Wheeler-dealer Sater

Also among the documents the Trump Organization turned over on Monday to the House Intelligence Committee were a series of emails from Sater to Cohen.

Several congressional committees and special counsel Robert Mueller are investigating possible collusion between the Trump campaign and Russia related to his successful run for the White House last year. U.S. intelligence agencies have concluded that the Russian government interfered with the 2016 presidential election to try to help Trump. Investigators want to know whether anyone on Trump's team was part of that process.

In some of those messages obtained by The New York Times, Sater boasted about his ties to Putin and predicted that building a Trump Tower in Moscow would highlight Trump's savvy negotiating skills and be a political boon to his candidacy.

"Our boy can become president of the USA and we can engineer it," Sater wrote in an email. "I will get all of Putins team to buy in on this, I will manage this process."

Sater, a Russian immigrant, said he had lined up financing for the Trump Tower deal with VTB Bank, a Russian bank that was under U.S. sanctions for involvement in Kremlin efforts to undermine democracy in Ukraine. In another email, Sater envisioned a ribbon-cutting ceremony in Moscow.

"I will get Putin on this program and we will get Donald elected," Sater wrote.

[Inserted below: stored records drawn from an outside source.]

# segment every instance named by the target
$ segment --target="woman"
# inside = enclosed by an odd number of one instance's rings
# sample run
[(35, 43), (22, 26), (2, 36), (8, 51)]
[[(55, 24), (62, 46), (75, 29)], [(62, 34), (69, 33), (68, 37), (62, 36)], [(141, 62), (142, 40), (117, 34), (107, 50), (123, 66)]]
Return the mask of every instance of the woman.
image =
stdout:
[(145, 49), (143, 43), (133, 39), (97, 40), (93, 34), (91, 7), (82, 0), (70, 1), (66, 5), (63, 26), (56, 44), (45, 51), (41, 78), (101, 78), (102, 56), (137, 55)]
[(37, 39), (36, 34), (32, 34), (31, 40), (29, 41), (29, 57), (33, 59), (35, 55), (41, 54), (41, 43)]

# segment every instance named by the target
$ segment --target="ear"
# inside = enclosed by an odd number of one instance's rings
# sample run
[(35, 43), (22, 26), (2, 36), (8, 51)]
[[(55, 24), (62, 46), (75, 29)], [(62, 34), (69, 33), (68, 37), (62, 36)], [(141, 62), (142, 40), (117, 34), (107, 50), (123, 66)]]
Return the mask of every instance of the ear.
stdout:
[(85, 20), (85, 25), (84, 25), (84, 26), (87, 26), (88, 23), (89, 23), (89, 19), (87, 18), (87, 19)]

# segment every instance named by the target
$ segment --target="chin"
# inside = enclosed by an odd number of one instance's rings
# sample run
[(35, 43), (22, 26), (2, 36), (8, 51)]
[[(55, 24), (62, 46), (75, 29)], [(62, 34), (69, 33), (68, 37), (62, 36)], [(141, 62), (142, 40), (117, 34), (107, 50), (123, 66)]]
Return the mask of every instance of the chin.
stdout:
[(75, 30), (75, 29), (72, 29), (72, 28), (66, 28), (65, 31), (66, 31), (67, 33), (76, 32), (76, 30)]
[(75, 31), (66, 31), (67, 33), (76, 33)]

Sater said he was eager to show video clips to his Russian contacts of instances of Trump speaking glowingly about Russia.

There is no evidence in the emails that Sater delivered on his promises, and one email suggests that Sater overstated his Russian ties.

None of the emails obtained by the Times include any responses from Cohen to Sater's messages.

The emails obtained by the Times make no mention of Russian efforts to damage Democratic candidate Hillary Clinton's campaign or the hacking of Democrats' emails. Trump has said there was no collusion with Russian officials. Previously released emails, however, revealed that his campaign was willing to receive damaging information about Clinton from Russian sources.

Sater was a broker for the Trump Organization at the time of his messages to Cohen, which means he was paid to deliver real estate deals. He presents himself in his emails as so influential in Russia that he helped arrange a 2006 trip that Trump's daughter Ivanka took to Moscow.

"I arranged for Ivanka to sit in Putin's private chair at his desk and office in the Kremlin," he said.

Ivanka Trump said she had no involvement in the discussions about the Moscow deal. In a statement, she said that during the 2006 trip, she took "a brief tour of Red Square and the Kremlin" as a tourist. She said it is possible she sat in Putin's chair during that tour but she did not recall it. "I have never met President Vladimir Putin," she said.

Information for this article was contributed by Rosalind S. Helderman, Tom Hamburger and Carol D. Leonnig of The Washington Post; by Matt Apuzzo and Maggie Haberman of The New York Times; and by David Voreacos of Bloomberg News.